"WASHINGTON -- The Biden administration is preparing to confront China on its industrial subsidies and seek ways to protect America's edge in new technologies, hardening U.S. economic policy toward the nation's chief global rival.
U.S. efforts to be rolled out in coming months could include a new investigation into Beijing's support for sectors it considers strategic, using Section 301 of the Trade Act, according to people familiar with policy discussions.
Section 301 is a powerful tool allowing U.S. officials to single out certain practices of a trading partner and take punitive action should they determine those practices violate trade law. While the people didn't cite potential targeted sectors, China has identified semiconductors, artificial intelligence, 5G wireless and electric vehicles as areas where it seeks global leadership.
The White House is also weighing more scrutiny of U.S. companies' investments in China, tighter export controls on sensitive technologies and greater cooperation with European and Asian allies and partners on subsidies and other issues, these people said.
The Office of the U.S. Trade Representative said in its annual policy agenda on Tuesday that it is realigning its China policy to confront Beijing's nonmarket practices but didn't provide new details on specific measures.
"It is apparent that existing trade tools need to be strengthened, and new trade tools need to be forged," the USTR said in a Feb. 16 report to Congress.
The changes will allow President Biden, a Democrat, to distance himself from his Republican predecessor's trade policy, which resulted in a "phase one" trade deal with China in 2020 and remains largely intact.
"We are seeing increasing signs of their own distinctive approach," said Scott Kennedy, senior adviser at the Center for Strategic and International Studies, of White House officials.
While the administration has been considering a potential new 301 case for some time, the new initiative comes as efforts to build on the phase-one deal have stalled, with high-level U.S. and Chinese officials no longer in close communications on trade, according to people close to both sides.

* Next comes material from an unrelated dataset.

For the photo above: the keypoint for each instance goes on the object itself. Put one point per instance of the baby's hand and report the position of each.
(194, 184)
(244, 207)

Relations between the two countries eased with the signing of the trade deal in 2020 but have since soured over issues including the Covid-19 pandemic, Taiwan and China's crackdown on Muslim ethnic groups.
Chinese leaders are frustrated that Washington has largely left the Trump-era tariffs in place while expanding the list of Chinese technology companies subject to blacklisting over their alleged support for China's military and Beijing's mass surveillance of ethnic groups.
A fresh 301 investigation could have severe repercussions, according to some Chinese officials and government advisers, who say China might respond with retaliatory measures -- including adding U.S. companies to its "unreliable entity" list barring them from the Chinese market.
"Hundreds of Chinese companies are on the U.S. government's entity list these days," said a government adviser in Beijing. "But China has refrained from putting any U.S. firms on its entity list."
Chinese President Xi Jinping doesn't want relations with Washington to become outright hostile, the officials and advisers say, but has little motivation to compromise on key issues at the heart of the strained bilateral ties.
Despite signing of the 2020 trade accord, the Trump administration kept 25% tariffs on approximately $250 billion of Chinese imports and 7.5% tariffs on $120 billion of Chinese imports.” [1]
China needs world leadership in semiconductors. Russia was just cut off from Western semiconductor sources with sanctions. What a coincidence for China ...
1. U.S. News: U.S. Moves to Confront China on Trade
Hayashi, Yuka; Wei, Lingling; Leary, Alex. Wall Street Journal, Eastern edition; New York, N.Y. [New York, N.Y]. 03 Mar 2022: A.2.